Menlo Park is facing a projected $1.01 million budget deficit for the fiscal year that starts July 1, but City Manager Glen Rojas says there's no need to panic.
Instead, he's suggesting the city try to ride out the current storm of national and state-wide economic problems, and see if the local economy improves.
Mr. Rojas released the first copy of his proposed 2008-09 fiscal year budget on May 22.
According to the 200-page document, the city is expected to spend about $38.24 million in the fiscal year starting July 1, and collect about $37.23 million in revenues.
Rather than make any drastic budget cuts, or raise the utility tax rate from the current 1 percent tax on all utility bills, Mr. Rojas is suggesting the city pull the $1.01 million needed to cover its costs from its $24 million reserve fund. The utility tax should stay at the current level for at least another year, Mr. Rojas said in a report attached to the budget document.
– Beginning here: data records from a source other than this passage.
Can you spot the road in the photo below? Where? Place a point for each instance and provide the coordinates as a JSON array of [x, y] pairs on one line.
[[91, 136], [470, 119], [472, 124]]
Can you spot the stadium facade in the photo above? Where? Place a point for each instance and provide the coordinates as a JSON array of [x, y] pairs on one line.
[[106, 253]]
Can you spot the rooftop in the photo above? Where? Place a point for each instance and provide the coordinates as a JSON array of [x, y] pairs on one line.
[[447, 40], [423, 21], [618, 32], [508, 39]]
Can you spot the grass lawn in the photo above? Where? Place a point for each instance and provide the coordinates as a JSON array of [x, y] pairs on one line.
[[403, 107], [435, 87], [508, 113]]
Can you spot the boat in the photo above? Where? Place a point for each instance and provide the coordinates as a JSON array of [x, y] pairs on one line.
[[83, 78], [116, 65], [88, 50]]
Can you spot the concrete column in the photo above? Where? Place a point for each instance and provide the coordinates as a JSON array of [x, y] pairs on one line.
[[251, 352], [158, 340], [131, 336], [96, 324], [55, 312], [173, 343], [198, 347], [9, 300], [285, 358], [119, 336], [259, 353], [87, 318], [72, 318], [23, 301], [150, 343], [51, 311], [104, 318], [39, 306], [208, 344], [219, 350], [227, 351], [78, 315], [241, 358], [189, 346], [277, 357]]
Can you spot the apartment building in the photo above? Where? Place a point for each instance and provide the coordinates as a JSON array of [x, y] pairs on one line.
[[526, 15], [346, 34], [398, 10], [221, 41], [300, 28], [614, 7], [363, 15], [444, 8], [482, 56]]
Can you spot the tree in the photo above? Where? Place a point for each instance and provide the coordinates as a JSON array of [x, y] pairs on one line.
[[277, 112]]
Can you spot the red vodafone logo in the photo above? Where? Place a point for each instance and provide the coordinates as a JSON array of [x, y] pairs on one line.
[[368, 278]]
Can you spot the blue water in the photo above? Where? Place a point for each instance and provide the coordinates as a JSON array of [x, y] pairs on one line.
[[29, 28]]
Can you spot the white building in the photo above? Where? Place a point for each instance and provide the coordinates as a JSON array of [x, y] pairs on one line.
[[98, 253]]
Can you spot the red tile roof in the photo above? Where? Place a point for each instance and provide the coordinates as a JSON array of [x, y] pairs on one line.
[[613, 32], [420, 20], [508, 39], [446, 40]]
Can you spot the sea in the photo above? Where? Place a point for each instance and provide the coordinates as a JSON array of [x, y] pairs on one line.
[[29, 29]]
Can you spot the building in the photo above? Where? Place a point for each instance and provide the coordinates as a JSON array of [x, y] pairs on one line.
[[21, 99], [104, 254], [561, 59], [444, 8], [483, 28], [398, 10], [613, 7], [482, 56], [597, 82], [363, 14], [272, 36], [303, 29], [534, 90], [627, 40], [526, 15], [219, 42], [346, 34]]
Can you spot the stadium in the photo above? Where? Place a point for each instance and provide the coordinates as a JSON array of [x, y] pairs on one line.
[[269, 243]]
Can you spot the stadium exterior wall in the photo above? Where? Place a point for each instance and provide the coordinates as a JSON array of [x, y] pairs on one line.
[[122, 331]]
"The availability of adequate reserves provides an opportunity to take a longer term view, allowing for a more thoughtful process toward a sustainable spending plan -- neither over-committing city resources nor over-correcting for near-term conditions," Mr. Rojas said in the report.
Council members will discuss the budget at their June 3 meeting, which will start at 7 p.m. in the council chambers at the Civic Center, between Laurel and Alma streets. Council members are expected to approve the final budget document at their June 17 meeting.
Why the deficit?
The city's expenditures are expected to rise 6.3 percent in the next fiscal year as revenues grow just 1.5 percent, and a big chunk of the rising costs are tied to personnel.
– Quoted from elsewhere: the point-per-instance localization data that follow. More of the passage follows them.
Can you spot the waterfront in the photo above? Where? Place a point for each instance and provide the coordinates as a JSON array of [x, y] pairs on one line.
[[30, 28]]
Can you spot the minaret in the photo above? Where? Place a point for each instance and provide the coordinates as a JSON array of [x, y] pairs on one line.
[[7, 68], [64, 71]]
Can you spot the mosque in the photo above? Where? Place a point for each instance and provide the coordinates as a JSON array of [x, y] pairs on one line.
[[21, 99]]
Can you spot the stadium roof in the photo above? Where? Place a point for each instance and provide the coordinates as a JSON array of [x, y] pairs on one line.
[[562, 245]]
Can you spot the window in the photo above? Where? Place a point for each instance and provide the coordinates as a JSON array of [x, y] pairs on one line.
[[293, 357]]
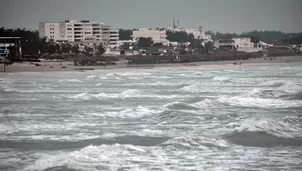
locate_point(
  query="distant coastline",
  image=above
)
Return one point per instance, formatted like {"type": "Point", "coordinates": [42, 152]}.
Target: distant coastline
{"type": "Point", "coordinates": [68, 66]}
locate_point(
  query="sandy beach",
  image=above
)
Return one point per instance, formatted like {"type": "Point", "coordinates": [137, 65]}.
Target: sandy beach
{"type": "Point", "coordinates": [49, 66]}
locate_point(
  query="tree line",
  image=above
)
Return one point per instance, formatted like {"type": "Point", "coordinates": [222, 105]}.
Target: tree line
{"type": "Point", "coordinates": [291, 38]}
{"type": "Point", "coordinates": [32, 44]}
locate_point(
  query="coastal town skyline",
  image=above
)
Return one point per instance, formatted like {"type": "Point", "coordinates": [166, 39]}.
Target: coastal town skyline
{"type": "Point", "coordinates": [282, 15]}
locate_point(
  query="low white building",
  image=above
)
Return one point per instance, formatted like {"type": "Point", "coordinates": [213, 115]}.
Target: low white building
{"type": "Point", "coordinates": [79, 31]}
{"type": "Point", "coordinates": [158, 36]}
{"type": "Point", "coordinates": [197, 33]}
{"type": "Point", "coordinates": [245, 44]}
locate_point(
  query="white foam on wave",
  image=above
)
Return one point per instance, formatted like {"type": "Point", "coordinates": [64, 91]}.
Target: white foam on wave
{"type": "Point", "coordinates": [158, 83]}
{"type": "Point", "coordinates": [132, 113]}
{"type": "Point", "coordinates": [90, 76]}
{"type": "Point", "coordinates": [258, 102]}
{"type": "Point", "coordinates": [70, 80]}
{"type": "Point", "coordinates": [277, 126]}
{"type": "Point", "coordinates": [220, 78]}
{"type": "Point", "coordinates": [132, 93]}
{"type": "Point", "coordinates": [204, 104]}
{"type": "Point", "coordinates": [276, 89]}
{"type": "Point", "coordinates": [129, 74]}
{"type": "Point", "coordinates": [196, 142]}
{"type": "Point", "coordinates": [103, 157]}
{"type": "Point", "coordinates": [82, 96]}
{"type": "Point", "coordinates": [194, 88]}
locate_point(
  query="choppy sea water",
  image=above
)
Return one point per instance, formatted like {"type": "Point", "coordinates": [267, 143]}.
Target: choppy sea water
{"type": "Point", "coordinates": [214, 118]}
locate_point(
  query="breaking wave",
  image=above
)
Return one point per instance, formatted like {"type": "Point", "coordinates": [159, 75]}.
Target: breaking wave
{"type": "Point", "coordinates": [278, 90]}
{"type": "Point", "coordinates": [264, 132]}
{"type": "Point", "coordinates": [259, 102]}
{"type": "Point", "coordinates": [129, 74]}
{"type": "Point", "coordinates": [200, 142]}
{"type": "Point", "coordinates": [133, 113]}
{"type": "Point", "coordinates": [204, 104]}
{"type": "Point", "coordinates": [132, 93]}
{"type": "Point", "coordinates": [70, 80]}
{"type": "Point", "coordinates": [220, 78]}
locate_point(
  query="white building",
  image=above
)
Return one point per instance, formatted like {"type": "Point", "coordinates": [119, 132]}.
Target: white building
{"type": "Point", "coordinates": [79, 31]}
{"type": "Point", "coordinates": [158, 36]}
{"type": "Point", "coordinates": [245, 44]}
{"type": "Point", "coordinates": [197, 33]}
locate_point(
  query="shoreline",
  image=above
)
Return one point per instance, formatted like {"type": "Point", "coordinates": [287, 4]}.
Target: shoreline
{"type": "Point", "coordinates": [68, 66]}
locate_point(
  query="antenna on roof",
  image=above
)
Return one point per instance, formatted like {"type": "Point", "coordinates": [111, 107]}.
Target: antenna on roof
{"type": "Point", "coordinates": [174, 25]}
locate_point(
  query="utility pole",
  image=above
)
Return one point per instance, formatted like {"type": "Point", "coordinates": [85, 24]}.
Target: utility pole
{"type": "Point", "coordinates": [4, 60]}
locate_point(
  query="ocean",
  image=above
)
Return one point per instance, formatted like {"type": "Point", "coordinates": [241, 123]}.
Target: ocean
{"type": "Point", "coordinates": [185, 118]}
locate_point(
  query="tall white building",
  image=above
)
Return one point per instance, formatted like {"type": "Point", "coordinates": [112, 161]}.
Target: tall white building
{"type": "Point", "coordinates": [79, 31]}
{"type": "Point", "coordinates": [158, 36]}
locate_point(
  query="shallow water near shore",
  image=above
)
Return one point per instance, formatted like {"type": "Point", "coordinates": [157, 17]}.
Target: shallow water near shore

Personnel costs are projected to increase $2.1 million, partially due to two sets of salary increases for the city's 39 line-level police officers -- a 6 percent increase scheduled for July 6 and a 3 percent increase set for January 2009, both approved by the current council. For the first time in several years, the police department is expected to be fully staffed, adding to projected personnel costs.
The city has also added 4.75 full-time-equivalent positions to the payroll in the past year, including a community engagement manager, a business development specialist, and a computer support technician.
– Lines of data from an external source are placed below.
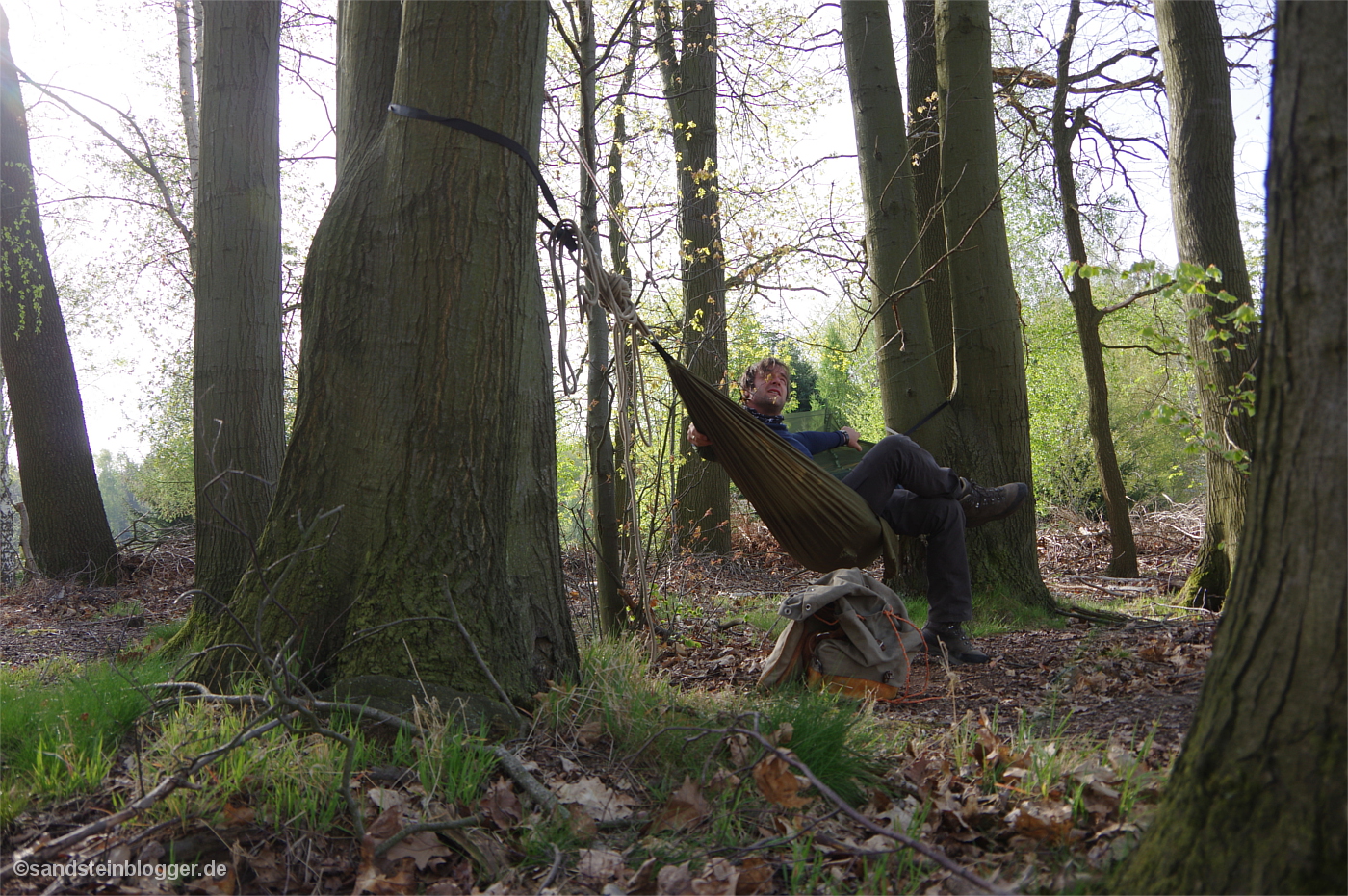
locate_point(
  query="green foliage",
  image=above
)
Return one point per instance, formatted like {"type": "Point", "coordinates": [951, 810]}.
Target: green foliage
{"type": "Point", "coordinates": [166, 481]}
{"type": "Point", "coordinates": [58, 730]}
{"type": "Point", "coordinates": [825, 736]}
{"type": "Point", "coordinates": [117, 480]}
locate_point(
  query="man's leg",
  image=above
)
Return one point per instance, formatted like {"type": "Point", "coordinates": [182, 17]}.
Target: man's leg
{"type": "Point", "coordinates": [949, 593]}
{"type": "Point", "coordinates": [894, 461]}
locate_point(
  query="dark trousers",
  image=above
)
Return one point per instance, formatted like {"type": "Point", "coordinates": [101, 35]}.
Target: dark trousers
{"type": "Point", "coordinates": [903, 484]}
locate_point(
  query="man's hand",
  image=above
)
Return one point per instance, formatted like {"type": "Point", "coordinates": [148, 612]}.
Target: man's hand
{"type": "Point", "coordinates": [697, 438]}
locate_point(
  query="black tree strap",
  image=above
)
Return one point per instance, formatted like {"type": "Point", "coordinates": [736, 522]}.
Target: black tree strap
{"type": "Point", "coordinates": [565, 235]}
{"type": "Point", "coordinates": [922, 422]}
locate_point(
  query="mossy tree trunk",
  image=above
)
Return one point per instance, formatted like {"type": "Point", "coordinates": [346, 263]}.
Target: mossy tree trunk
{"type": "Point", "coordinates": [238, 404]}
{"type": "Point", "coordinates": [925, 150]}
{"type": "Point", "coordinates": [990, 417]}
{"type": "Point", "coordinates": [599, 438]}
{"type": "Point", "coordinates": [910, 380]}
{"type": "Point", "coordinates": [69, 529]}
{"type": "Point", "coordinates": [1203, 198]}
{"type": "Point", "coordinates": [1257, 799]}
{"type": "Point", "coordinates": [1123, 551]}
{"type": "Point", "coordinates": [703, 491]}
{"type": "Point", "coordinates": [425, 418]}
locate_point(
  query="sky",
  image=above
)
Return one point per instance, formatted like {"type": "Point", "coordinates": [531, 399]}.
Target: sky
{"type": "Point", "coordinates": [107, 49]}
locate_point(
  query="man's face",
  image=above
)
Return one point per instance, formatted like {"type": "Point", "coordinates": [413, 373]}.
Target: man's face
{"type": "Point", "coordinates": [770, 391]}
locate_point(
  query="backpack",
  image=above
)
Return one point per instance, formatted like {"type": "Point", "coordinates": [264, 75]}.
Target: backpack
{"type": "Point", "coordinates": [849, 633]}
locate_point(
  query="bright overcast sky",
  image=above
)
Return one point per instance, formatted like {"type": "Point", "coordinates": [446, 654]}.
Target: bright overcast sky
{"type": "Point", "coordinates": [107, 49]}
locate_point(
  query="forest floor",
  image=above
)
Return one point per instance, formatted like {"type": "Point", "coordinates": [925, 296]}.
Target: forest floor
{"type": "Point", "coordinates": [1128, 687]}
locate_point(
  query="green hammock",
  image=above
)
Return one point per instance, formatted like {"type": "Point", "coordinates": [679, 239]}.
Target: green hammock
{"type": "Point", "coordinates": [819, 522]}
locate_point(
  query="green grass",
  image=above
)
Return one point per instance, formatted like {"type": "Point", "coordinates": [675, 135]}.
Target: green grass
{"type": "Point", "coordinates": [60, 727]}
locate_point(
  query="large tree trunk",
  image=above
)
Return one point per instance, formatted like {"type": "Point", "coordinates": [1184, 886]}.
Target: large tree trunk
{"type": "Point", "coordinates": [238, 420]}
{"type": "Point", "coordinates": [990, 427]}
{"type": "Point", "coordinates": [703, 491]}
{"type": "Point", "coordinates": [925, 148]}
{"type": "Point", "coordinates": [1203, 198]}
{"type": "Point", "coordinates": [910, 381]}
{"type": "Point", "coordinates": [609, 565]}
{"type": "Point", "coordinates": [1257, 799]}
{"type": "Point", "coordinates": [366, 74]}
{"type": "Point", "coordinates": [1123, 551]}
{"type": "Point", "coordinates": [69, 531]}
{"type": "Point", "coordinates": [425, 420]}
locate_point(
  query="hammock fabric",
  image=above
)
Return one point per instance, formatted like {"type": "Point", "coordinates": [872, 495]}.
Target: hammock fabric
{"type": "Point", "coordinates": [819, 522]}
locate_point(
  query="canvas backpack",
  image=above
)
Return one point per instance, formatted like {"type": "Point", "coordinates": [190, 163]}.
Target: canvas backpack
{"type": "Point", "coordinates": [848, 632]}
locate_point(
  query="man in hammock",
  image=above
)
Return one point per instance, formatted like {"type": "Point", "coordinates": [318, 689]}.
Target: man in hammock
{"type": "Point", "coordinates": [905, 485]}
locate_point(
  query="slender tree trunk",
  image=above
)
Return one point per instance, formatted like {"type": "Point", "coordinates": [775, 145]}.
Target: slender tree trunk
{"type": "Point", "coordinates": [910, 381]}
{"type": "Point", "coordinates": [188, 101]}
{"type": "Point", "coordinates": [925, 150]}
{"type": "Point", "coordinates": [366, 74]}
{"type": "Point", "coordinates": [1123, 552]}
{"type": "Point", "coordinates": [609, 566]}
{"type": "Point", "coordinates": [425, 421]}
{"type": "Point", "coordinates": [1257, 799]}
{"type": "Point", "coordinates": [703, 491]}
{"type": "Point", "coordinates": [69, 529]}
{"type": "Point", "coordinates": [624, 346]}
{"type": "Point", "coordinates": [990, 427]}
{"type": "Point", "coordinates": [1203, 198]}
{"type": "Point", "coordinates": [238, 421]}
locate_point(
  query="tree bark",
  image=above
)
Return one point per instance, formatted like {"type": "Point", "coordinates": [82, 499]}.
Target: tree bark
{"type": "Point", "coordinates": [609, 565]}
{"type": "Point", "coordinates": [1257, 799]}
{"type": "Point", "coordinates": [1203, 198]}
{"type": "Point", "coordinates": [364, 74]}
{"type": "Point", "coordinates": [925, 150]}
{"type": "Point", "coordinates": [1123, 551]}
{"type": "Point", "coordinates": [69, 528]}
{"type": "Point", "coordinates": [990, 417]}
{"type": "Point", "coordinates": [703, 491]}
{"type": "Point", "coordinates": [238, 420]}
{"type": "Point", "coordinates": [425, 420]}
{"type": "Point", "coordinates": [910, 381]}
About $27 million (71 percent) of the city's costs are projected to be personnel expenditures, according to the budget.
Could be OK
But if past budgets are any indicator, the projected deficit could turn into a surplus by year's end.
Last June, the city was estimating that revenues would fall about $1.59 million short of expenditures after the council reduced the utility tax rate for the 2007-08 fiscal year. But due to unexpected savings, the city now anticipates a $715,000 surplus for the fiscal year that ends June 30.
Past budgets have also come in rosier than expected.
Mr. Rojas noted that the city is expected to collect about $250,000 of additional transient occupancy tax dollars in the upcoming fiscal year thanks to the anticipated opening of the Stanford/Rosewood Hotel by early 2009. He also said that the city's new red light cameras, although intended to reduce collisions, are estimated to net the city $100,000 next fiscal year.